- Interactive map of The Modern

Restaurant information
- Established: 2005; 21 years ago
- Owner: Danny Meyer's Union Square Hospitality Group
- Head chef: Thomas Allan
- Food type: Contemporary
- Dress code: Business casual
- Rating: (Michelin Guide)
- Location: 9 W 53rd Street, New York City, New York, 10019, United States
- Coordinates: 40°45′40″N 73°58′36″W﻿ / ﻿40.76111°N 73.97667°W
- Website: www.themodernnyc.com

= The Modern (restaurant) =

Restaurant in New York City

The Modern is a fine-dining restaurant owned and operated by Danny Meyer 's Union Square Hospitality Group. It is located in Midtown Manhattan, New York City, with garden views of the Museum of Modern Art. Thomas Allan is the Executive Chef, having been promoted in 2020.

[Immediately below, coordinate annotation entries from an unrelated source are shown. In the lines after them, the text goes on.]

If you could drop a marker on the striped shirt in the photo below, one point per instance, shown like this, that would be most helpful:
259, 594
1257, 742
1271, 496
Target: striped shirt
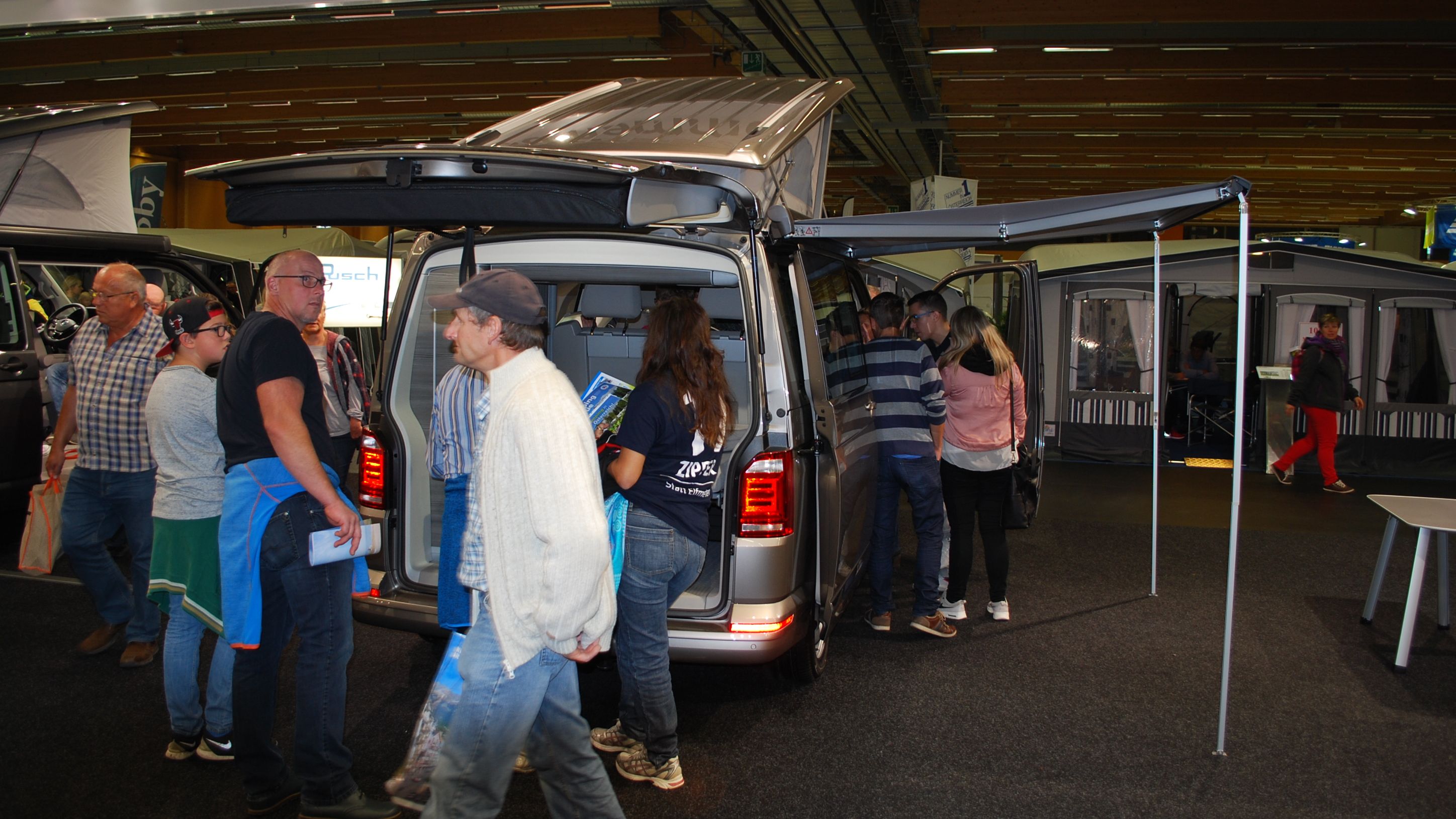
113, 385
909, 395
452, 427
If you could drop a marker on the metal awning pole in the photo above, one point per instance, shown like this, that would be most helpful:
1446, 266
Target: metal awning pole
1241, 368
1158, 388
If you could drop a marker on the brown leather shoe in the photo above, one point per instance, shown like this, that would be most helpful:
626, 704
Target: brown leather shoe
139, 655
103, 639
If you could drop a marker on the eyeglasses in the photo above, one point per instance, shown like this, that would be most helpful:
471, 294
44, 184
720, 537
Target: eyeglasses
311, 282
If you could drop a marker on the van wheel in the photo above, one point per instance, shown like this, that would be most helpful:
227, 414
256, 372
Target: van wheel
805, 661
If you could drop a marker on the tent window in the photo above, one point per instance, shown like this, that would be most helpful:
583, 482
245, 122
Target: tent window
1420, 343
1113, 344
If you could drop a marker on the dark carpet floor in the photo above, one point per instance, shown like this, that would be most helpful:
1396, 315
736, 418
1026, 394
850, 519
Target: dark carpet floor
1096, 700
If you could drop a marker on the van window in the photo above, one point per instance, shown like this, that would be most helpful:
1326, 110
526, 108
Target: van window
1113, 344
836, 323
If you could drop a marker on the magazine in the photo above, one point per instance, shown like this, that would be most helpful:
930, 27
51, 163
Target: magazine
606, 400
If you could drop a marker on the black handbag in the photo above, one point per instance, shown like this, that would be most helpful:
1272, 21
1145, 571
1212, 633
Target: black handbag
1026, 479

The Modern first opened in January 2005 based on the French-American cuisine of Chef Gabriel Kreuther. There are three main dining areas, including the Main dining room, which overlooks the Abby Aldrich Rockefeller Sculpture Garden at the Museum of Modern Art (MoMA), as well as the Bar Room and The Kitchen Table. There is also a Seasonal Terrace.

==Menu==
The Main Dining room offers two different tasting menus along with optional wine pairings.

==Architecture & design==
Inspired by the Bauhaus movement, the restaurant is located at the intersection of MoMA's various buildings: the 1939 International Style Building by Philip L. Goodwin and Edward Durell Stone; the 1964 Philip Johnson addition; and Yoshio Taniguchi's 2004 building. The Modern has a luminescent glass wall and a 46 ft marble bar floating above a lighted glass base, with a glass wine wall holding 2,200 bottles. The restaurant is furnished with Danish furniture and tableware from modernist designers including Arne Jacobsen and Hans Wegner.

==Art==
The dining room overlooks 31 sculptures in the Abby Aldrich Rockefeller Sculpture Garden. The one piece of art hanging in the restaurant is a photograph entitled "Clearing" by German artist Thomas Demand.

==Awards and accolades==
Since the debut of the Michelin Guide New York City, it has been Michelin-starred.
- 2006–2015, 1 Michelin star
- 2016–Present, 2 Michelin stars.
- 3 stars, The New York Times
- Wine Spectator Grand Award winner
- 4x James Beard Winner, including Best New Restaurant, Outstanding Wine Service, and Outstanding Restaurant Design.